Right of abode settled, for now
The right-of-abode ruling by the city's top court appears to have spared Hong Kong a crisis, at least for the time being. Court of Final Appeal ruled that foreign domestic helpers had no right to claim permanent residency. The decision quashed the hopes of hundreds of thousands who may have wanted to settle here. The court also rejected the government's request to seek Beijing's interpretation of the Basic Law, saying the abode provision was clear enough. Although the ruling has averted the perception of the rule of law being compromised, it leaves open the door for mainlanders to take advantage of our abode regime, which grants residency for their children born here.
Like it or not, the decisions are not going to please everyone. That the domestic helpers feel disappointed is to be expected. But the outcome is likely to be welcomed by the locals, who feared that their rights and benefits would have been shared by outsiders. The abode saga has stirred emotions over the past years.
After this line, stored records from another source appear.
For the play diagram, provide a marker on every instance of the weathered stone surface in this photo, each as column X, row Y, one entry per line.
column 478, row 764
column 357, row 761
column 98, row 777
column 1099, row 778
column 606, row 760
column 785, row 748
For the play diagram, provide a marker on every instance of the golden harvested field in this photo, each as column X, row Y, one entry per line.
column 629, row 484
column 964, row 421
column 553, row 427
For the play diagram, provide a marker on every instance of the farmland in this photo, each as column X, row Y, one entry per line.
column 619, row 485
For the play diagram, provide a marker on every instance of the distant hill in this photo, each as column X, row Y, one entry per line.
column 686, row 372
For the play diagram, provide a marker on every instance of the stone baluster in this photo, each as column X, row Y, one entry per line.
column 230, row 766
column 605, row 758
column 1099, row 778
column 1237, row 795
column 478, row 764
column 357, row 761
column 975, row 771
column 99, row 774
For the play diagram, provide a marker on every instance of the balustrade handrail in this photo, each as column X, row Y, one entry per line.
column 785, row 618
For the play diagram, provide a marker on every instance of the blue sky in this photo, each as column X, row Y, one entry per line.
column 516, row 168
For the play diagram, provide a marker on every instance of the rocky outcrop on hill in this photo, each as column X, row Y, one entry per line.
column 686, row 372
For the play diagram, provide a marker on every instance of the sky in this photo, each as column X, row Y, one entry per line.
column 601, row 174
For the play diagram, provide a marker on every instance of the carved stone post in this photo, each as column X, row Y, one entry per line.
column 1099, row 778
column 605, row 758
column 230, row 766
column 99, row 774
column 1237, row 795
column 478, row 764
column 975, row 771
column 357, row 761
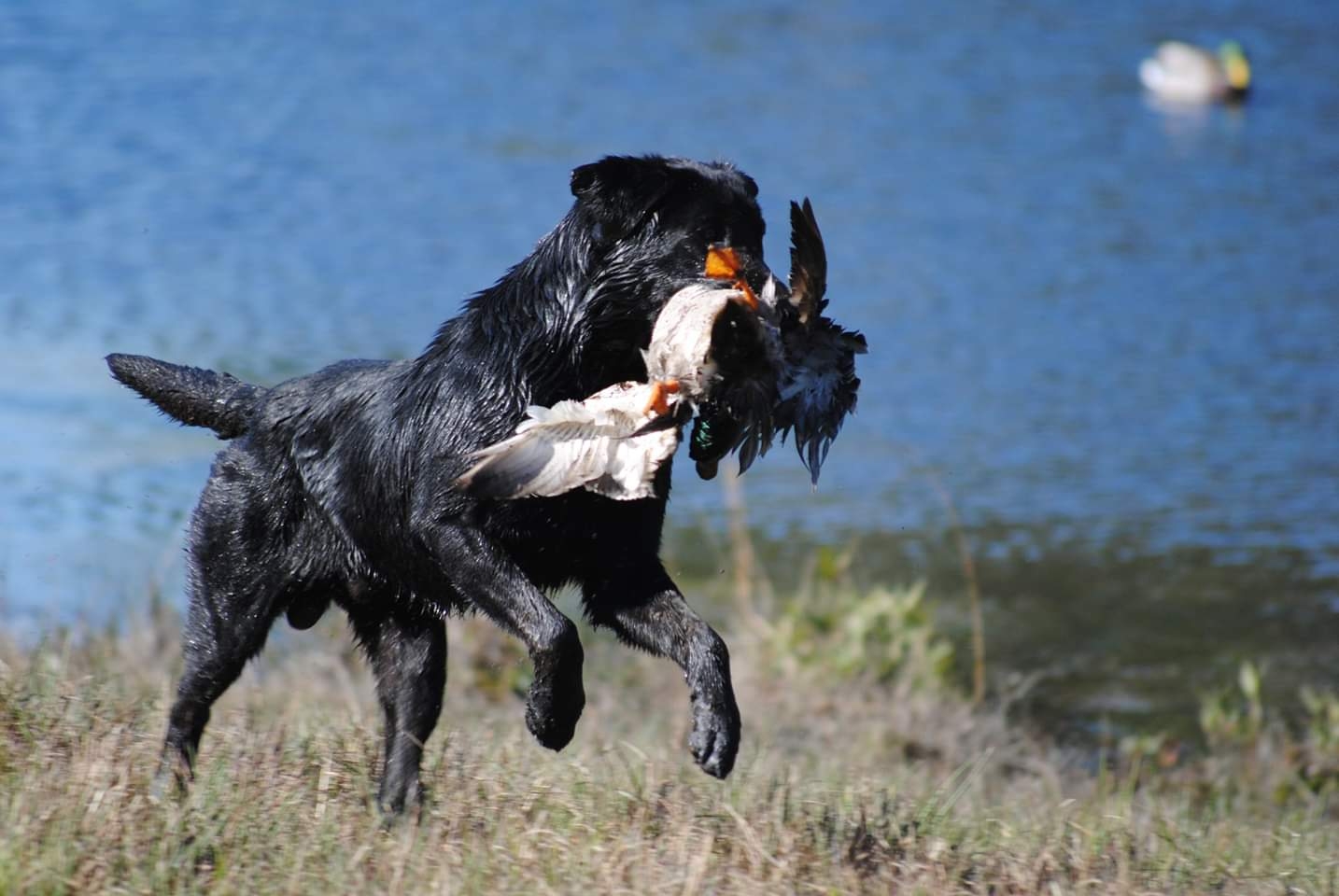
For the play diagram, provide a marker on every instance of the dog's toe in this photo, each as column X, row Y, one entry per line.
column 715, row 741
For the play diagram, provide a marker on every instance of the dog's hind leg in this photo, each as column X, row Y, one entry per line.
column 489, row 581
column 224, row 630
column 645, row 609
column 409, row 658
column 233, row 604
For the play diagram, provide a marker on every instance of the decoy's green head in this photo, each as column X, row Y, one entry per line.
column 1236, row 67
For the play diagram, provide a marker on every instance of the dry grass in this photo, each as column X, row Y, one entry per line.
column 841, row 788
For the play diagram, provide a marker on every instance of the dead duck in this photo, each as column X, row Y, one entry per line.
column 613, row 442
column 817, row 382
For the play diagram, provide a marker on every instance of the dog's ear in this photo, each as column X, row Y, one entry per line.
column 620, row 190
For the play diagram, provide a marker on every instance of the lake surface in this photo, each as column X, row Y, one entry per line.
column 1107, row 329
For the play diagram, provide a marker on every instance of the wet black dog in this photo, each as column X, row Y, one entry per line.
column 338, row 486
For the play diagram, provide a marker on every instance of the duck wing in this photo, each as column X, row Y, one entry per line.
column 818, row 384
column 808, row 262
column 603, row 443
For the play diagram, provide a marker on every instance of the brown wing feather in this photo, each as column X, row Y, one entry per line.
column 808, row 262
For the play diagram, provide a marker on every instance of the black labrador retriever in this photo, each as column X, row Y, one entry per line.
column 339, row 486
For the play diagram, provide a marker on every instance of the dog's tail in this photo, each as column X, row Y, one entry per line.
column 189, row 394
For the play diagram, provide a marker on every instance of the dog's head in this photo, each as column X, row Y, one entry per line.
column 648, row 222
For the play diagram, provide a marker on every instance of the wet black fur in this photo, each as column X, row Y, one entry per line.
column 338, row 486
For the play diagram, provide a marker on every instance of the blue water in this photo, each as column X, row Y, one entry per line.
column 1083, row 311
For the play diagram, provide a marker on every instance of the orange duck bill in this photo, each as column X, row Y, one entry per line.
column 724, row 264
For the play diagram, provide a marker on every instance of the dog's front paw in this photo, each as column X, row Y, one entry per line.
column 715, row 735
column 556, row 701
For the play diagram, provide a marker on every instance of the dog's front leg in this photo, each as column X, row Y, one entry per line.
column 647, row 609
column 490, row 581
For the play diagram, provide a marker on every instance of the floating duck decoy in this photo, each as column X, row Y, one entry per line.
column 1181, row 73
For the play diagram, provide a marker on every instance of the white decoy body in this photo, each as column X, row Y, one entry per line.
column 1181, row 73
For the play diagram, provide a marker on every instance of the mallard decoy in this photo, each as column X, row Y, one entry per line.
column 611, row 443
column 817, row 382
column 1181, row 73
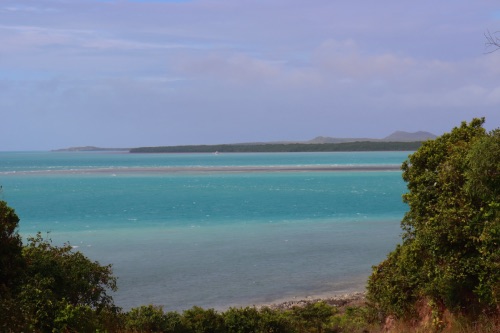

Now that a final ruling has been made, it should be respected.
Unlike the permanent residency given to foreigners who have lived in the city for seven years or more, the court said domestic helpers faced many restrictions and were therefore not qualified as "ordinarily" residing in the city under Article 24 of the Basic Law. The nature of their residence, according to the judges, is highly restrictive in that they are required to live with the employer; and return to their country at the end of the contract.
The top bench said the Article 24 was clear enough and there was no basis for referring to any "extrinsic" materials to help interpretation. This foils the government attempt to kill two birds with one stone by asking Beijing to clarify in one go whether the Basic Law intends to give abode to domestic helpers and mainland children born here. The latter's right was upheld by the top court in 2001. Attention is drawn to whether officials will try to overturn the ruling by appealing to Beijing directly - a step seen by many as detrimental to the rule of law.
With some 200,000 children having benefited from the 2001 ruling, officials are understandably worried about the burden in the long run. But the measures put in place to curb the trend, such as intercepting expectant mothers arriving to give birth and refusing hospital bookings for them, appears to be working. Instead of another interpretation to keep them out, the way forward is to better accommodate the children, who can help rejuvenate our ageing population in future.